In the meantime, I started doing clean up on the inner side skin surfaces. There was plenty of this work to do and I have not touched any of it in over a month, mostly because it is a pain in the rear to get inside the boat, but also because I am not a big fan of sanding.

Anyway, yesterday morning I started the starboard skin installation. I used the same approach for glue up that I have used throughout the build, namely pre-wet the bonding surfaces with un-thickened epoxy, then re-coat with thickened epoxy, install the panel and screw down with steel screws and plywood washers using wax paper between the plywood washers and the skin. I installed the screws into the panel in the same order I had done when fitting so that I insured that it fit correctly.

It took about two hours from start to finish which surprised me as I expected it to take three hours.





One thing I did which I hadn't originally planned on doing was to use three shorter bronze screws to hold the kerfed batten together in the area aft of the panel. Readers may remember that I cut slits in the battens (kerfed them) back to about 1/2 inch from the frame. However, the panel ends about 8 inches from the frame. I had to put epoxy in the kerf slits during the glue up. But there was no pressure on the exposed 8 inch section of the batten so the screws were added to pull the two kerfed pieces together. Since I will eventually be placing other screws in this area of the batten when I install the next set of skins, I made sure to stagger these "pull down" screws off to the sides.

A few hours later, I removed the plywood washers and replaced the steel screws with silicon bronze screws. The panel was now in position. I also took the opportunity to fill in the screw holes and the seams between the skins with more thickened epoxy.

All of this was sanded down this morning.



The only remaining task for this skin was to sand back the excess material where the skin overlapped the stem and keel. Like the side skin installation, the port skin will eventually overlap the edge of the starboard skin. However, as you move aft on the stem, the angle between the two bottom skins flattens out to a point where it is not practical to overlap one over the other. Instead they will need to butt up against each other. This required a transition joint. I am planning on using a similar technique on the next set of skins where they change from overlapping the side skins to butting up against the side skins. But I only realized I needed a transition on the bottom this morning.

This transition is somewhat hard to visualize but the following pictures should clarify what I am doing. First, here is the way the skin is sanded back on the front of the stem. This is where the port skin will overlap the starboard skin.


You can see more of this overlap in the next photo, but them you will also see the transition to where the skins will butt up against each other.

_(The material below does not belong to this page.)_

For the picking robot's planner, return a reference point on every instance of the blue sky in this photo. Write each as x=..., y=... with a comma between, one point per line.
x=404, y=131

Here is a closer shot of the joint.



At the bottom of the picture is where the skins overlap. Then the skins changed to where they butt in the middle over the keel center line. The reason the skins need to butt rather than overlap is because the shallower angle between the skins means that the overlapped skin edge would have too much material removed and the overlapping skin would have too much edge material exposed.

I will show more of this when I get the second skin installed and post on that next time. I am on vacation this week, so I am hoping to make some good headway on finishing the skinning.

At this point, I am ready to reinstall the port forward skin and do the final fitting before installation. I should have it installed within the next day or two. Then I will be moving on to the next set of skins aft . These will require but joint backing plates like the side skins did, however, the plates will be shorter in length because they will be installed between the battens. I will cover this in a future posting as well.